My journey to Perumathura began with a pre-booked general 2-seater train ticket from Tirur to Thiruvananthapuram on the 5th of December. Before embarking on this adventure, a quick lunch at home fueled my excitement. Rushing to Tirur railway station, I caught the Janashatabdi Express, which, fortunately, was on time. After an 8-hour long journey, the train pulled into Thiruvananthapuram Central Railway station around 9:30 pm. Awaiting my arrival were my friend Hakeem and his uncle, who graciously came to pick me up. As per my plan, I intended to spend the night at Hakeem's home before making the transition to Perumathura the following day.
On the 6th of December, after a hearty breakfast at Hakeem's home, I headed to the railway station with the intention of catching a train to Chirayinkeezhu, anticipating that I could find a bus to Perumathura from there. However, reality played out differently. Deciding to wait for an auto instead, luck favored me as I managed to catch one heading to Perumathura within just 20 minutes.
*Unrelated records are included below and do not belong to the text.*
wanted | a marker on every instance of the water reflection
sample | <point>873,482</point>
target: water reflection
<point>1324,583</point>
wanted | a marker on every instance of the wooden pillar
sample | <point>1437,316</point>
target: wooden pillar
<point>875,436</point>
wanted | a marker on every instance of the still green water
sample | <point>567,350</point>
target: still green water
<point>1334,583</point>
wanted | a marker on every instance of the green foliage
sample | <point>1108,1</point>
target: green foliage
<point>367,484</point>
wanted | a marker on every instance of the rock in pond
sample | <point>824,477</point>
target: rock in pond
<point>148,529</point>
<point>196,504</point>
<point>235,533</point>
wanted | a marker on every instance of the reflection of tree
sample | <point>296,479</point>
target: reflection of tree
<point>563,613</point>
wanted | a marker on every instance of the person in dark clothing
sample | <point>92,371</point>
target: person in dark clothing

As the auto crossed the long bridge from Azhoor to Perumathura, offering a breathtaking view of the Kadinamkulam lake, I pondered over how the village would receive me.
By noon, I reached Perumathura and made my way directly to Imdadiya Dars, a small Islamic seminary nestled at the heart of the village. This location had been pre-arranged for my stay, thanks to a convincing prospectus I had presented for the fellowship on my short field visit during mid semester break.